A more general strategy for performing a catalytic enantioselective Prins cyclization has been presented by List and co-workers, enabling the straightforward synthesis of tetrahydropyrans through the reaction between a simple homoallylic alcohol and an aliphatic or an (hetero)aromatic aldehyde (Scheme ).[20] In this particular case, the imino-imidodiphosphate catalyst participates in the reaction by catalyzing the process in a confined environment that enables a very efficient transfer of stereochemical information from the catalyst to the product. This methodology has been applied for the synthesis of several fragrances by simple hydrogenation of the exocyclic double bond.

Scheme 15

BINOL-Derived Imino-Imidodiphosphate Catalyzed Prins Cyclization

Similar reaction conditions were also used for the preparation of enantioenriched tetrahydrofurans, in this case involving a 5-exo-trig cyclization in the intramolecular addition to the oxocarbenium ion (Scheme ).[21] In this particular case, a less acidic chiral imidodiphosphate catalyst was found to be the most efficient one when the reaction was performed using aromatic or heteroaromatic aldehydes, while a more acidic imidodiphosphorimidate was necessary when aliphatic aldehydes were used. This methodology allows the preparation of 2,3-disubstituted tetrahydrofurans in excellent trans-selectivity with enantioselectivities in the range of 84–98%.

Scheme 16

BINOL-Derived Imino-Imidodiphosphate-Catalyzed Prins Cyclization

Very recently, these two last strategies have been used for performing an enantioselective cascade Prins cyclization/aza-Michael process (Scheme ).[22] For this reaction, 3- or 4-enols bearing a 2-hydroxyphenyl substituent were combined with substituted anthranilic aldehydes, both reagents condensing under phosphoric acid catalysis to generate the oxocarbenium ion. After the Prins cyclization took place in an exo-trig mode, a o-quinone methide was generated, which underwent an aza-Michael reaction. The overall process produced a single diastereoisomer in good yields and excellent enantioselectivities in the presence of a chiral phosphoric acid catalyst, which not only provided enantiocontrol to the Prins cyclization but also assisted the dearomatization of the phenol that initiated the process through a rigid chairlike transition state.

Scheme 17

SPINOL-Derived Phosphoric Acid Catalyzed Cascade Prins/Aza-Michael Cyclization

In conclusion, impressive advances have been made in the past few years that have improved the potential of the Prins reaction as a general tool in synthesis. Not only have new catalytic systems been developed that enable carrying out the reaction using more accessible reagents/catalysts or under environmentally friendly conditions but also the reaction has significantly widened its scope through the use of complex starting materials that have unveiled previously untrodden reactivity profiles.
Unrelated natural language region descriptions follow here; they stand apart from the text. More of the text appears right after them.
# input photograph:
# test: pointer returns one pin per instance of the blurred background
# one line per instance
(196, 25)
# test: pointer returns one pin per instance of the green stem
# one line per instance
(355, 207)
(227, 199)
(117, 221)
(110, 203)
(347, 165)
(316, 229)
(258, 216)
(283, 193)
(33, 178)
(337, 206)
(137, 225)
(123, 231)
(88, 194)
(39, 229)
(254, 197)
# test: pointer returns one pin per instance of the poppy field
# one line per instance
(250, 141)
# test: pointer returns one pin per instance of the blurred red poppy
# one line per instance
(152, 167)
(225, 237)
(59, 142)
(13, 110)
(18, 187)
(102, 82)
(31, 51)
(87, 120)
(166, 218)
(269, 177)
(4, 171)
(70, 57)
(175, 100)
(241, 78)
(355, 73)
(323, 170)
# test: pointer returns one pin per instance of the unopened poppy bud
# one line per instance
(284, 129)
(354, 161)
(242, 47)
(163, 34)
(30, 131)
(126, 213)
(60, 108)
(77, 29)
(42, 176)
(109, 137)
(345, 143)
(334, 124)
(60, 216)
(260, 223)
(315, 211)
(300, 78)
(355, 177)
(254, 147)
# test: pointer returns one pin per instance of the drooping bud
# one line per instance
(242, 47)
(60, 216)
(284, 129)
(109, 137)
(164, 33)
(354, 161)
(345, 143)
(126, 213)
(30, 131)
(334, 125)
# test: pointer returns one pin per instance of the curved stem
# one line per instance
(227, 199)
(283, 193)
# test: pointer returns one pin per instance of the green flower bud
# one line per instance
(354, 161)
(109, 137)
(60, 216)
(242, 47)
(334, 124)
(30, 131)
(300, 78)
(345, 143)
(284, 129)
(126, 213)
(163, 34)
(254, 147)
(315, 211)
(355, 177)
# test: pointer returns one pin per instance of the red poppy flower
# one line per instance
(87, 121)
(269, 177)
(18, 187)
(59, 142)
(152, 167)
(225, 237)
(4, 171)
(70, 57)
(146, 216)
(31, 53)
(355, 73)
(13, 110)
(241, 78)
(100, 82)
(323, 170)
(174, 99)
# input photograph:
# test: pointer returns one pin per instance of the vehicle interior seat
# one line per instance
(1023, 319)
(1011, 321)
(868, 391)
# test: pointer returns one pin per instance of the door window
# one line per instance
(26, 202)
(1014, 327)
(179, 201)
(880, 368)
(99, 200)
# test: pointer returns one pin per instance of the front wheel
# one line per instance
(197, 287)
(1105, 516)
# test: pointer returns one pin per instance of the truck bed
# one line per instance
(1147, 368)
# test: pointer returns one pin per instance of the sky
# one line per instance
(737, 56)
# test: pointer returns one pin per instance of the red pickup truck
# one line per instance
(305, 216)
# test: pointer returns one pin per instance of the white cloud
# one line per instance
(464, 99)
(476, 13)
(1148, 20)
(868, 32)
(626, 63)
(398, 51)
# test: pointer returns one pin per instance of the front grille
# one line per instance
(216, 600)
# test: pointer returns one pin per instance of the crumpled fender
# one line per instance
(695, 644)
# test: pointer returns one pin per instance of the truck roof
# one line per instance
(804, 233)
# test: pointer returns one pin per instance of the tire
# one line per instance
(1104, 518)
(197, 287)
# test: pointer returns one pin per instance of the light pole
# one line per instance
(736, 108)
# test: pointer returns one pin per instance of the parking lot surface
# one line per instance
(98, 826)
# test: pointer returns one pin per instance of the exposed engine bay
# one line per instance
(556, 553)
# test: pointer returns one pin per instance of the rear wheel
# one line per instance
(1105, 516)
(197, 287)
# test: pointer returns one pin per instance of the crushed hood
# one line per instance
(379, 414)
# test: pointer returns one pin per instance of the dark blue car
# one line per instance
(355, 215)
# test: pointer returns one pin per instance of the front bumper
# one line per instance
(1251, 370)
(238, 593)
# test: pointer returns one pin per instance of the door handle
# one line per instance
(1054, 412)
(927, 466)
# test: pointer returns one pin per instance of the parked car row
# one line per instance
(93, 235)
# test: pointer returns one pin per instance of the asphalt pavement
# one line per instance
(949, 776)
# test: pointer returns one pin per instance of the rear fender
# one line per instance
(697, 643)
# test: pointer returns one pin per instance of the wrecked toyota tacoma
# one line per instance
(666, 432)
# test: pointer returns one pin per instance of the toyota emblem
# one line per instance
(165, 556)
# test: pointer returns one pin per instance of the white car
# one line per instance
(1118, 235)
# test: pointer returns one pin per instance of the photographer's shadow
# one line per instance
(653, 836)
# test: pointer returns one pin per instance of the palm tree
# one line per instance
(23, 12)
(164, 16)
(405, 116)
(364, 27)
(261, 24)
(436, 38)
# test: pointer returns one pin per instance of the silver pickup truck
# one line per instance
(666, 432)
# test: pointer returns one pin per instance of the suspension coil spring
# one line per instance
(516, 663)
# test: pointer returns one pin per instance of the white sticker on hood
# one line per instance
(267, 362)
In addition, the recently reported catalytic and enantioselective versions of this venerable reaction have contributed to solve a longstanding problem in trying to apply this reaction for the synthesis of a chiral compound in an enantioenriched form. Despite such enormous advances, this is still a highly active field and future improvements are also expected in the coming years, especially focused on potential applications of these new variants in high scale, directed toward chemical production at an industrial level.